Memories of Murder s’ouvre dans un paysage paisible et doré, au milieu des champs de blé dans lesquels courent les enfants. Au milieu de ce cadre enchanteur, l’horreur. Un corps caché dans un caniveau, témoin d’un acte de violence barbare, qui sera la porte d’entrée vers l’obscurité et un monde désolé et meurtri. Ce qui aurait pu s’apparenter à une simple enquête visant à démasquer un serial killer fou s’avère finalement être bien plus que cela. Ce qui frappe rapidement le spectateur, c’est le détachement et l’incompétence des détectives locaux, aux idées et techniques farfelues, voire illégales. Sans être paresseux pour autant, leur mode opératoire approximatif et peu orthodoxe montre une volonté chez eux de résoudre à tout prix les enquêtes sur lesquelles ils travaillent, quitte à bricoler voire tricher.

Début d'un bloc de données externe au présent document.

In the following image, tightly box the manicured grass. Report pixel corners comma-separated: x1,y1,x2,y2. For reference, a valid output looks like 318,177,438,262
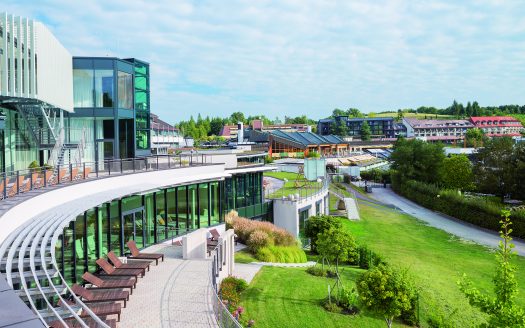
239,201,525,327
235,249,258,264
341,203,525,327
240,266,403,327
264,171,322,198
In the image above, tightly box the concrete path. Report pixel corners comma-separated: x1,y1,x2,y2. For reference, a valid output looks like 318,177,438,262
233,263,263,284
263,176,284,195
370,187,525,256
119,244,217,328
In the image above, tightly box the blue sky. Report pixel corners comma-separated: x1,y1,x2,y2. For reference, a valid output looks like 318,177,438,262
5,0,525,123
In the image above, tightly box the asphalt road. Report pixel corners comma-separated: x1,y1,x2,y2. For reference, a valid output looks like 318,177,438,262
369,186,525,256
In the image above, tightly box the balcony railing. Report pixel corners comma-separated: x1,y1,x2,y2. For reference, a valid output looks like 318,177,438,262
0,154,212,201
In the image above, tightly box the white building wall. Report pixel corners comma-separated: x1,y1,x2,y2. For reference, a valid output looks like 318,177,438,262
273,188,329,237
0,13,73,111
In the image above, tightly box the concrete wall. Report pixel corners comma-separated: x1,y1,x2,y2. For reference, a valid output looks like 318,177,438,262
182,228,207,259
273,188,329,237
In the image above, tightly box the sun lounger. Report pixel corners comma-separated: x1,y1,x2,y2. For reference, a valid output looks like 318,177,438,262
96,258,145,278
58,298,122,322
71,284,129,308
107,251,151,272
126,240,164,265
82,272,136,294
48,317,118,328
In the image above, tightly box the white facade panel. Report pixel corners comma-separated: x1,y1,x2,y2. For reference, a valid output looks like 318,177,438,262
0,13,73,112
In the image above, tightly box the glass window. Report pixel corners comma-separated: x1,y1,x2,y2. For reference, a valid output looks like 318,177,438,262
210,182,220,225
86,209,97,272
155,191,166,241
118,71,133,109
177,186,188,232
62,222,75,284
73,69,94,107
167,188,178,236
109,200,121,256
74,213,86,283
98,204,110,258
95,69,114,107
198,183,210,228
188,185,197,230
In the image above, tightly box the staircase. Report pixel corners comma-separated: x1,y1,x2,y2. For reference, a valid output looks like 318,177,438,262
16,103,58,149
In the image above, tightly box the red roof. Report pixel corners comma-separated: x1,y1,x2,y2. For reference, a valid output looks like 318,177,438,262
470,116,520,123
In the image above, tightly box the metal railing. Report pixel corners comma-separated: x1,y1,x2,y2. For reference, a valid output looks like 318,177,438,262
265,176,329,201
210,244,243,328
0,154,212,201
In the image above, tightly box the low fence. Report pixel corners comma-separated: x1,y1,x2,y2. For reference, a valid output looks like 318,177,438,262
0,154,211,200
210,243,243,328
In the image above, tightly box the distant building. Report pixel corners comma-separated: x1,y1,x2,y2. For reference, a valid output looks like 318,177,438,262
150,113,192,154
469,116,523,137
317,117,399,138
402,118,474,142
220,119,309,141
268,130,349,158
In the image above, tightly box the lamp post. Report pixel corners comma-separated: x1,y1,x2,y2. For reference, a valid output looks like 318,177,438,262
282,178,288,198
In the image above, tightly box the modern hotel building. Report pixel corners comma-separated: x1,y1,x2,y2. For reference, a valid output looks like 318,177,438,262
0,12,304,328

L’arrivée du détective Seo Tae-Yoon, venu de Séoul, va ajouter de la perspective au récit et aux personnages en confrontant leurs points de vue, leurs personnalités et leurs pratiques. Adeptes de la manière forte, les détectives locaux découvrent ce détective « urbain », plus procédurier, comme l’indique une réplique qu’il prononce à plusieurs reprises : « Les documents ne mentent jamais. » Peu à peu, la réalité d’un système sclérosé se dévoile à nos yeux. Jouissant de tous les droits dans une Corée en changement mais toujours un brin chaotique et hantée par le spectre de la guerre, les détectives sont cependant bloqués par les limites des moyens techniques à leur disposition pour la résolution des enquêtes. Ainsi, c’est donc avec les moyens du bord qu’évolue l’enquête, laquelle fluctue également avec les rapports de force opposant les personnages, et le contexte dans lequel ils vivent, pour faire de Memories of Murder un film policier certes, mais également très social, psychologique et moral.

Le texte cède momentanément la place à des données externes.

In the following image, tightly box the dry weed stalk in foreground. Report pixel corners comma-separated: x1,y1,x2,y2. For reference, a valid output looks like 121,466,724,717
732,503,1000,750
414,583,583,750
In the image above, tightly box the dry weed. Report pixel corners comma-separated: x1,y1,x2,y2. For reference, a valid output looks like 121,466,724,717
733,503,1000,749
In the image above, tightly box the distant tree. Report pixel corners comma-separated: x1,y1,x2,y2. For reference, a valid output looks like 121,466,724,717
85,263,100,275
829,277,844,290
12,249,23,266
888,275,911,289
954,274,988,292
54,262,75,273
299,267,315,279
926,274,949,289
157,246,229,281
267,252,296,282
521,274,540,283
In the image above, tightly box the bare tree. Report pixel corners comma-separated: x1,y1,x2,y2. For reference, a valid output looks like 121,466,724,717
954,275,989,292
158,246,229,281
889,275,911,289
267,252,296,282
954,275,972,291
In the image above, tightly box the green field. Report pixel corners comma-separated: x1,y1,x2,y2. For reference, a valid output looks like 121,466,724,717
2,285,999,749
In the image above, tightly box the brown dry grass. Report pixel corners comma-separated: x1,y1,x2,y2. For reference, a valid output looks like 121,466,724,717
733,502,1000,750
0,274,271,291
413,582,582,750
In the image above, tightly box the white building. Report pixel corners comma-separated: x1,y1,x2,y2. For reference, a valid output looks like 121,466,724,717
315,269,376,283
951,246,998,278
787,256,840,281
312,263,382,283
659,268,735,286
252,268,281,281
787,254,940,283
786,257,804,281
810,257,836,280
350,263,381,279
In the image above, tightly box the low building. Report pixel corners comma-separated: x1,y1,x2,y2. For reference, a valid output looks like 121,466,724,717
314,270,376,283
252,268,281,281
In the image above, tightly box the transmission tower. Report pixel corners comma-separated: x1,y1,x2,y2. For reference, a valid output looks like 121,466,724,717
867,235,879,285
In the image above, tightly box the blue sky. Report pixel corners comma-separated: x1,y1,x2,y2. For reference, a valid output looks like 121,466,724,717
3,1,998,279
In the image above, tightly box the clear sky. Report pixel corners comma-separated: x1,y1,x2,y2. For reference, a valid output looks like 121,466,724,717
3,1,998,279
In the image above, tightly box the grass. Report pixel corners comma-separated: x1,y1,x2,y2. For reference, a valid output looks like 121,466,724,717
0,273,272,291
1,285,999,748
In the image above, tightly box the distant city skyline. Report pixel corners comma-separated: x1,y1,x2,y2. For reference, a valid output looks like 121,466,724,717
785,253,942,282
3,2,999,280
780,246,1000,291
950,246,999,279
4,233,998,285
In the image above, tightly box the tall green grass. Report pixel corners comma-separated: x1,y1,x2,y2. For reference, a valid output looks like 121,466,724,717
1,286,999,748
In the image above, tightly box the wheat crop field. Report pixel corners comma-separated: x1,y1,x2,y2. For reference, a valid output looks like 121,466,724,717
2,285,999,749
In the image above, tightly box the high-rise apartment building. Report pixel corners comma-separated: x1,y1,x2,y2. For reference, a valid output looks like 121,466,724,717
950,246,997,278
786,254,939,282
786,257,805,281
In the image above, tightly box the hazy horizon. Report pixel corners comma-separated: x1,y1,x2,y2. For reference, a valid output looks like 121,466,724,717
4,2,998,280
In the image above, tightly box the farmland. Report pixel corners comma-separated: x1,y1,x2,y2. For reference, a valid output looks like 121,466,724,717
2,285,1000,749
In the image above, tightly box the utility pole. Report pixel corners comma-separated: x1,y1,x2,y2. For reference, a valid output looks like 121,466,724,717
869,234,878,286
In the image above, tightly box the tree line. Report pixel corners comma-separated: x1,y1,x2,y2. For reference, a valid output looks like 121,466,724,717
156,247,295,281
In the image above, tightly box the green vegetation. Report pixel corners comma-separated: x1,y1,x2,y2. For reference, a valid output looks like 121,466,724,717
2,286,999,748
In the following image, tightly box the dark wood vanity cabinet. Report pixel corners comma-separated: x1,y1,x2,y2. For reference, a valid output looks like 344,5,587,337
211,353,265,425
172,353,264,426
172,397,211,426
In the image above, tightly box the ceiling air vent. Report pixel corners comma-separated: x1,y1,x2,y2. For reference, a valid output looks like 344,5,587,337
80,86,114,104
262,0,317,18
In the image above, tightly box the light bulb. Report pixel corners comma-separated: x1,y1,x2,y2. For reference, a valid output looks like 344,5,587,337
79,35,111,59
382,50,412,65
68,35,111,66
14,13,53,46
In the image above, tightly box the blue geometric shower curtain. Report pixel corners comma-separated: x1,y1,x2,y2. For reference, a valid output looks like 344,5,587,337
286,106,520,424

Le personnage du détective Seo Tae-Yoon, censé réguler et débloquer la situation, permet finalement de mettre en exergue l’impuissance de la police face à une telle affaire, à une époque où le pays était victime de tensions sociologiques fortes, et où les moyens techniques tels que l’utilisation de l’ADN n’étaient pas disponibles en Corée du Sud. La brutalité des détectives locaux, d’abord jugée primale et injuste, trouve finalement une justification à cause de l’impasse devant laquelle se trouvent les détectives, et l’évolution du personnage de Seo Tae-Yoon vers la violence et une rage vengeresse vient illustrer ce propos. Ainsi, dans un tel bourbier, les procédures et la loi n’ont plus leur place, et se substituent à une violence animale, à des instincts primaires, poussant les détectives, dans une sorte de paradoxe fatal, à user de moyens illégaux pour parler au nom de la loi.

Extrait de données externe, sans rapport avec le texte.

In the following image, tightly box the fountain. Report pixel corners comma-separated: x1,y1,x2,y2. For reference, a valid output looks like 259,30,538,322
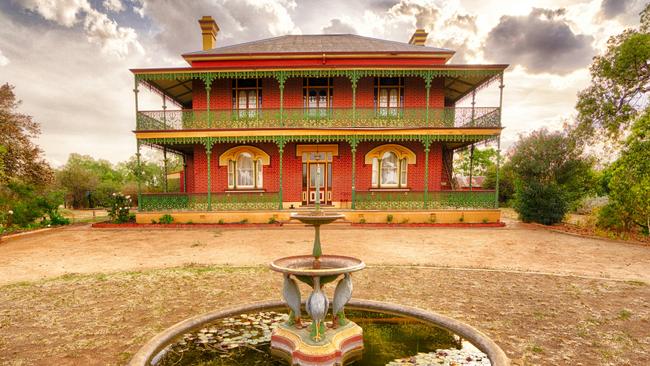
269,165,366,365
128,167,511,366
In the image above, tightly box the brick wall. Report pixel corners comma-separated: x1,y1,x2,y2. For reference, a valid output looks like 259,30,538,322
354,141,443,191
186,141,444,197
191,76,445,110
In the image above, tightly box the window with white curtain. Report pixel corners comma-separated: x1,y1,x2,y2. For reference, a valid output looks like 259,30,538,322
371,151,408,188
227,152,263,189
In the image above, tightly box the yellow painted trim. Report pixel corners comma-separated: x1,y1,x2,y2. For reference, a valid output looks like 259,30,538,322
135,128,501,139
135,209,501,224
364,144,416,165
295,144,339,157
218,145,270,166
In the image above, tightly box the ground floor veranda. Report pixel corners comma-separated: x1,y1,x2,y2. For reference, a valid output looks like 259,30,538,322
136,134,500,223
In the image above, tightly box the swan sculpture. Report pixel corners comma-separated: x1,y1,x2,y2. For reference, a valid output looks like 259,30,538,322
282,273,303,328
305,276,329,341
331,273,353,328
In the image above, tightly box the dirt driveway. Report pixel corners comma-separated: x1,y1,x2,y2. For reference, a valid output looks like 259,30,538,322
1,221,648,284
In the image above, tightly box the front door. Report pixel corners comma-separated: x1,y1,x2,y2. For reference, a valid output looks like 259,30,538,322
301,150,333,206
308,163,327,204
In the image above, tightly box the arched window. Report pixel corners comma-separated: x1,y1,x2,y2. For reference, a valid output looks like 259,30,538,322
220,146,270,190
366,144,414,189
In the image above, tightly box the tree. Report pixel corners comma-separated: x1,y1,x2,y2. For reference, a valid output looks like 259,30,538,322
483,161,516,205
454,147,497,177
0,83,52,185
509,129,595,224
56,154,124,208
574,5,650,144
598,112,650,233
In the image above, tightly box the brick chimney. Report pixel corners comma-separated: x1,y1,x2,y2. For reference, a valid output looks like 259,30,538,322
198,16,219,50
408,29,428,46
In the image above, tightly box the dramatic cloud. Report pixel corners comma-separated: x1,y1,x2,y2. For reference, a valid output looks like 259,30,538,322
137,0,301,57
15,0,143,57
389,0,439,29
322,19,356,34
485,8,595,74
600,0,646,24
103,0,124,13
0,49,9,66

Memories of Murder raconte une histoire qui dépasse le cadre de la simple enquête pour mettre les hommes face à leur propre condition en employant un ton à la fois dramatique et satirique. La mise en scène, superbe, montre une Corée grise et malade, et l’intrigue permet de suffisamment développer les personnages pour leur donner du relief, donner du sens à leurs agissements et montrer leur évolution au fil de l’histoire. Ce sont les codes du film policier qui sont ici chamboulés pour ne pas seulement proposer une enquête et mener à sa résolution, mais bien pour sonder ses personnages, une société et un pays. La superbe musique de Tarô Iwashiro complète le tout pour faire de Memories of Murder un film lourd qui nécessite à mon sens plus d’un visionnage pour en capturer toute l’essence, mais qui ne manquera pas, à l’issue de la première séance, de vous clouer à votre siège et de bien vous faire réfléchir.